We want to be part of this new and progressive stage in Tanzanian History. However,
with respect to investors, we feel this progress has to be two-way process via-a-vis
investors. Amidst the governments rhetoric directed at investors and a desire for foreign
investment in Tanzania we feel justified in asking for and receiving, the protection of the
Tanzania government against the most appalling corruption that has been vented against
us this past two years and, once again we ask for it.
We appreciate the difficulties facing the present government and the efforts being made
to combat corruption. That said we feel it is very unfair, that we are being persistently
asked to suffer the consequences of it. We are investors, we have committed to Tanzania
completely, it is time now we feel that we are left alone, compensated for the damage
done to us and allowed to develop our farm and live our lives in Tanzania in peace. If it is
the wish of the government for whatever reason be it Reginald Mengi or otherwise, to
give our farm back to Benjamin Mengi then we do ask that this is made clear to us so we
can all move on.

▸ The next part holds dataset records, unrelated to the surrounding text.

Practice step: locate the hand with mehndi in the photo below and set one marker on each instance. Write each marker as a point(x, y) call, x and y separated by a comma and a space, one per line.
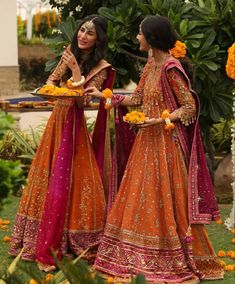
point(69, 59)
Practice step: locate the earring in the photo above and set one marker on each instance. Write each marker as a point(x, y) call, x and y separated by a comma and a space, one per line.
point(150, 52)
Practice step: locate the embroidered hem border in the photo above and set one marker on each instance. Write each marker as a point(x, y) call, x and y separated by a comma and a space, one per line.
point(24, 235)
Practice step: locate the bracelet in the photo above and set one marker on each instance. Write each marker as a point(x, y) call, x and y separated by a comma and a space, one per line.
point(107, 94)
point(166, 116)
point(72, 84)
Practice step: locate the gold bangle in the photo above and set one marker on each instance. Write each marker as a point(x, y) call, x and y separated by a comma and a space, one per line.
point(166, 117)
point(72, 84)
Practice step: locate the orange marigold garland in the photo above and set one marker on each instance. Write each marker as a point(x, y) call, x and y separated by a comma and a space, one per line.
point(179, 50)
point(107, 94)
point(230, 65)
point(57, 91)
point(135, 117)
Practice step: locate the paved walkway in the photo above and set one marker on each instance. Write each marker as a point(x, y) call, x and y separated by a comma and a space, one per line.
point(34, 119)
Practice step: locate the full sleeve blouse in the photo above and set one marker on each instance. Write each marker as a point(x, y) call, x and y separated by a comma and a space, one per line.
point(187, 106)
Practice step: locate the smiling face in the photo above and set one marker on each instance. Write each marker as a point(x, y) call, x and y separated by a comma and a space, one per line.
point(87, 36)
point(144, 46)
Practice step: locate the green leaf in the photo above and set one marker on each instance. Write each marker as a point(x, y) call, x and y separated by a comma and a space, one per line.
point(211, 65)
point(107, 13)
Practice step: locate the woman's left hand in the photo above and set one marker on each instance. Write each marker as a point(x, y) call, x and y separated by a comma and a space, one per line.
point(150, 122)
point(69, 59)
point(93, 92)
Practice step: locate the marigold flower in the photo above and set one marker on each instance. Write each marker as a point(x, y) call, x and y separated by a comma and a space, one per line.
point(110, 280)
point(59, 91)
point(165, 114)
point(107, 94)
point(221, 253)
point(229, 253)
point(179, 50)
point(6, 239)
point(135, 117)
point(232, 255)
point(219, 221)
point(6, 222)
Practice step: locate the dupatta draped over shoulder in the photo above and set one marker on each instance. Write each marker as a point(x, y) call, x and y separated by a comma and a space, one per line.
point(63, 206)
point(202, 203)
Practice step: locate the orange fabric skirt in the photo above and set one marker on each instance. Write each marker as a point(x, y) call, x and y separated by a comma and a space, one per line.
point(148, 228)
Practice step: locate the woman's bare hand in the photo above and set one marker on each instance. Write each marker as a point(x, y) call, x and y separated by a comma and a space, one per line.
point(69, 59)
point(93, 92)
point(150, 122)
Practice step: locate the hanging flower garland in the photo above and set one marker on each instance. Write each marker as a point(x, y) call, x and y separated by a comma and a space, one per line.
point(230, 222)
point(230, 66)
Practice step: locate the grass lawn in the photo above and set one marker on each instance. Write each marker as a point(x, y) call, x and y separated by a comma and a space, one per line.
point(219, 235)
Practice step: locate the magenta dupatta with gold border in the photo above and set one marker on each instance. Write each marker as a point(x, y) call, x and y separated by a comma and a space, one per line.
point(53, 221)
point(202, 203)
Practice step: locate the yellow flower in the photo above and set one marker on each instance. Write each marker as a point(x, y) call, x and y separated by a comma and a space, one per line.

If we are not provided with the protection that we have so frequently
asked for clearly, we cannot continue to operate within a legal vacuum where our
investments and personal safety are insecure.
I am sending a copy of this letter to Mr Lyimo together with more detailed legal
submissions upon which he may advise you as suggested by you last week.

With our sincere respects and kind regards.


Yours sincerely,
Stewart Middleton.
cc.

Mr. Lyimo, Deputy Attorney general Dar es Salaam


Mr. Tony Brennan, Acting British High Commissioner, Dar es Salaam.